**Un procès sans précédent**
LOT Polish Airlines a ouvert un procès civil historique contre Boeing devant un tribunal fédéral de Seattle, réclamant au moins 250 millions de dollars de dommages-intérêts liés à l'immobilisation mondiale du 737 MAX-8 après deux crashes mortels en 2018 et 2019. C'est la première fois qu'une compagnie aérienne porte l'affaire devant un jury, la plupart des autres transporteurs ayant choisi des transactions à l'amiable. Le procès, qui a débuté cette semaine, devrait se dérouler jusqu'à fin mai, sauf accord de dernière minute.
**Les accusations : tromperie et raccourcis de formation**
LOT accuse Boeing d'avoir dissimulé des failles de sécurité critiques sur le 737 MAX-8, notamment concernant le système MCAS (Maneuvering Characteristics Augmentation System), mis en cause dans les deux accidents. La compagnie polonaise affirme que Boeing a fourni des informations incomplètes ou trompeuses sur le système de commandes de vol au moment où LOT préparait son plan de renouvellement de flotte. Un point central du litige concerne la formation des pilotes : Boeing promettait qu'une simple transition sur ordinateur suffirait pour passer au 737 MAX, évitant le coûteux passage sur simulateur plein vol nécessaire pour basculer vers l'Airbus A320. LOT soutient que cette promesse a été déterminante dans sa décision de louer 15 MAX, et que l'absence de transparence de Boeing l'a exposée à des pertes massives lorsque la flotte a été clouée au sol.
**Conséquences financières et impact sur l'industrie**
LOT détaille des pertes financières importantes : vols annulés, remboursements aux passagers, frais de stockage des avions, réorganisation du réseau et location d'appareils de remplacement. La réclamation de 250 millions de dollars pourrait faire jurisprudence pour d'autres compagnies encore affectées par l'immobilisation. Boeing, qui a déjà versé des milliards aux familles des victimes et conclu des accords avec de nombreuses compagnies, conteste les accusations de fraude, soulignant que LOT continue d'exploiter 25 MAX aujourd'hui. L'issue de ce procès sera scrutée par toute l'industrie aéronautique, car elle pourrait redéfinir la manière dont les compagnies négocient les garanties et les exigences de formation pour les nouveaux programmes d'avions.

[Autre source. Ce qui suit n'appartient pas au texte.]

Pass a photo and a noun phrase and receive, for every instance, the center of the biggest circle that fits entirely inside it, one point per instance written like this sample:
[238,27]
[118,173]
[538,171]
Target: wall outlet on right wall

**Ce que cela signifie pour les élèves ATPL et ATC**
Cette affaire souligne l'importance cruciale d'une compréhension approfondie des systèmes des avions, en particulier de l'automatisation et des lois de commandes de vol. Pour les élèves ATPL, elle montre comment des raccourcis de certification et une formation inadéquate peuvent avoir des conséquences catastrophiques. Les élèves ATC doivent noter comment les immobilisations de flotte perturbent la planification de l'espace aérien et les horaires des compagnies. Le procès renforce également la nécessité d'une surveillance réglementaire rigoureuse et d'une communication transparente entre constructeurs, compagnies et organismes de formation.